Before December 2002, we recorded DXA scans in some patients aged 65 years and over, against the guidelines’ recommendation. However, we searched records from the previous 3 years as the guidelines recommend this period for monitoring those with T scores between 0 and ­1. There is open access to DXA locally although the waiting time for a scan is around 4-5 months.

Benefits of the project

Undertaking the audit has brought the following benefits:

  • An increase in concurrent prescribing of bisphosphonates
  • We have been able to identify poor compliance with prophylactic medication
  • We have increased awareness of the guidelines among practice staff
  • The scheme has proved a useful aid to education.

The future

We have deliberately kept this system simple to start with to enable us to assess the size of the problem and avoid over-reliance on technology. However, we now feel confident enough to add some refinements.

We plan to add an exemption code to the records of those for whom treatment is inappropriate.

We will also be adding a search for calcium and vitamin D prescriptions, as this is increasingly recommended as an adjunct to treatment.

Our practice pharmacist is keen to help monitor compliance.

The report we generate has been developed for use with the EMIS system as well as Torex 6000, systems which are used by 16 of the 19 practices that form Greater Derby PCT.

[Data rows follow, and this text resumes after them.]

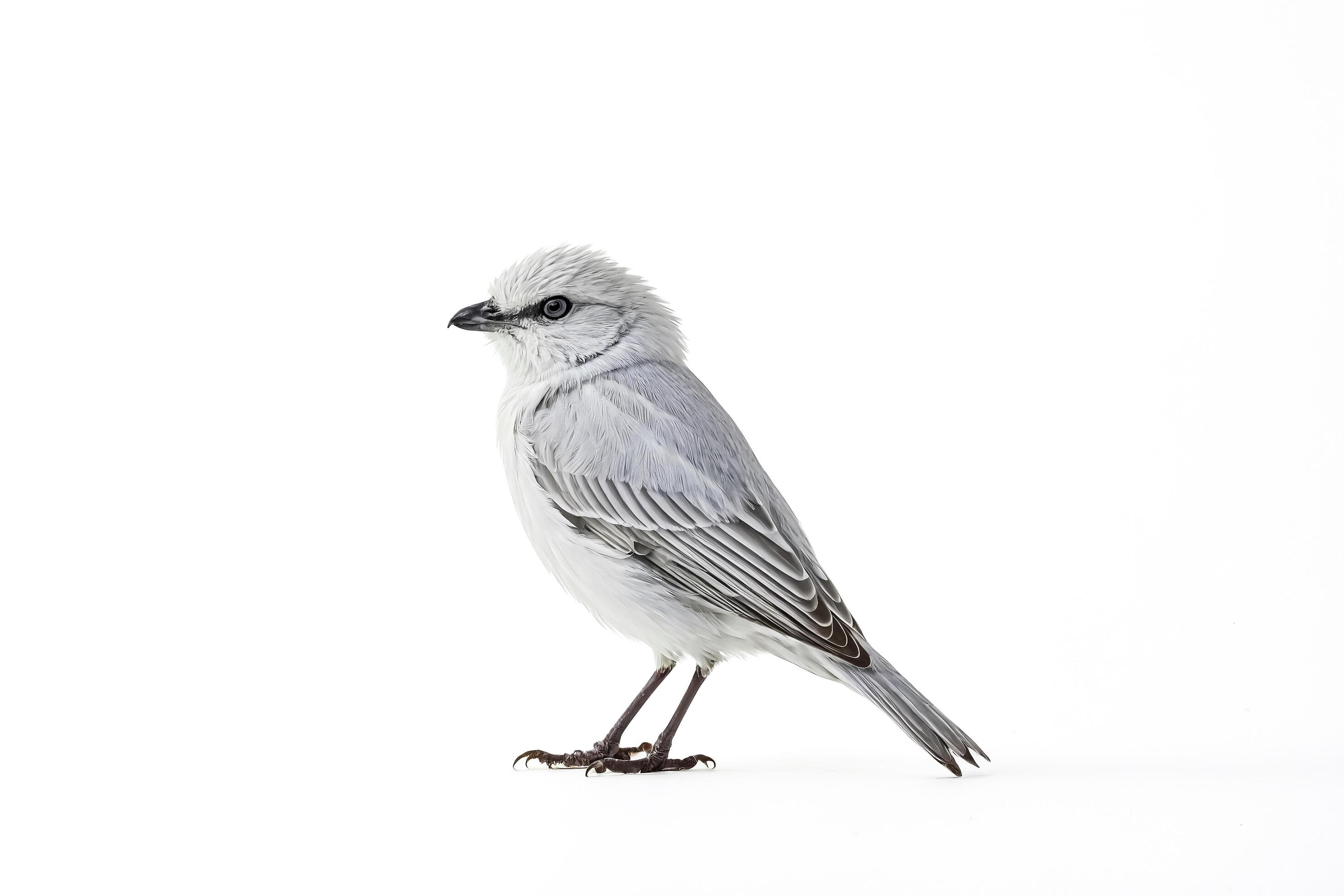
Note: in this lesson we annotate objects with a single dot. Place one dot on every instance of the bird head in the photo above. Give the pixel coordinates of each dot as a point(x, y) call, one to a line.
point(566, 308)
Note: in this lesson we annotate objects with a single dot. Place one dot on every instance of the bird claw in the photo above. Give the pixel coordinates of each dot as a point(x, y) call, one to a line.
point(648, 765)
point(580, 758)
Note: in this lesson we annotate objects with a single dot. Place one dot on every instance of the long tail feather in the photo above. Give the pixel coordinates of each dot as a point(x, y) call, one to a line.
point(910, 710)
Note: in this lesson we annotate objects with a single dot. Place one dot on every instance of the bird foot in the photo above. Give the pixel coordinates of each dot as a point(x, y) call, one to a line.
point(654, 761)
point(582, 758)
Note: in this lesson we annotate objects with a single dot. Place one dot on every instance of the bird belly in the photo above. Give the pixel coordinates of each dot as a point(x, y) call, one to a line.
point(619, 590)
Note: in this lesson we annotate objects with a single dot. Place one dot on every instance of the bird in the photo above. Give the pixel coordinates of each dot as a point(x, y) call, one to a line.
point(644, 500)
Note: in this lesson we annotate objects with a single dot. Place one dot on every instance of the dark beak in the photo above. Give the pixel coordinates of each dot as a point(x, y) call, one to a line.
point(484, 316)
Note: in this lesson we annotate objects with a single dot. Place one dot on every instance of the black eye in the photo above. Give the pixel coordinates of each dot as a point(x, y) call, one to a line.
point(555, 307)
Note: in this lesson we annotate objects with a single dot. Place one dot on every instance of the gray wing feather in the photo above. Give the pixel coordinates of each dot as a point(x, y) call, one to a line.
point(647, 461)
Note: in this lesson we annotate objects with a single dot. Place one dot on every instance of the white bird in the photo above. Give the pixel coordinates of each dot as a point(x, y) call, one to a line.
point(641, 496)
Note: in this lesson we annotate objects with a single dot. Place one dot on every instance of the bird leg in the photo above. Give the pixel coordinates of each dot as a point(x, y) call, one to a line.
point(656, 759)
point(611, 746)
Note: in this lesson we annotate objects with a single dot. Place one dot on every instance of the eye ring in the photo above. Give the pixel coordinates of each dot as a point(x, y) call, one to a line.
point(557, 307)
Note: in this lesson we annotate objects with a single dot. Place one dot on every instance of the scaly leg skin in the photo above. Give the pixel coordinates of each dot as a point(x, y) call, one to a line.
point(611, 746)
point(656, 759)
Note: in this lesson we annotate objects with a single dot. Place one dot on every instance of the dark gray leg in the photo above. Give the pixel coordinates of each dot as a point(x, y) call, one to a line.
point(611, 746)
point(658, 757)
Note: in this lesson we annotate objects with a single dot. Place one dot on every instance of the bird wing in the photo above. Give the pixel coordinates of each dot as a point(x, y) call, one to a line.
point(645, 461)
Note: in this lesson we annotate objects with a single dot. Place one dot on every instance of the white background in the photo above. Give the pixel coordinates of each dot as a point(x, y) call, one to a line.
point(1033, 311)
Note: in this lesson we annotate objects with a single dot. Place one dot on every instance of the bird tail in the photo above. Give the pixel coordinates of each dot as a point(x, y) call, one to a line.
point(910, 710)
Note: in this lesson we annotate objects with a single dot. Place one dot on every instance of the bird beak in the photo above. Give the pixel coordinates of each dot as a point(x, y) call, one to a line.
point(483, 316)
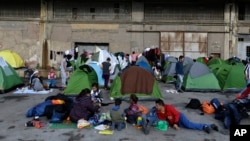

The report system has been modified to produce anonymous data, which also contribute to a PCT-wide audit of osteoporosis. Practices participating have been given the results, enabling each one to view its own performance in comparison with that of others.

A neighbouring PCT is considering implementing a similar system, and we are currently advising them on it.

References

  1. Royal College of Physicians, the Bone and Tooth Society, the National Osteoporosis Society. Glucocorticoid-induced osteoporosis: Guidelines for prevention and treatment. London: RCP, 2002.
  2. Walsh LJ,Wong CA, Pringle M,Tattersfield AE. Use of oral corticosteroids in the community and the prevention of osteoporosis: a cross sectional study. Br Med J 1996; 313: 344-6.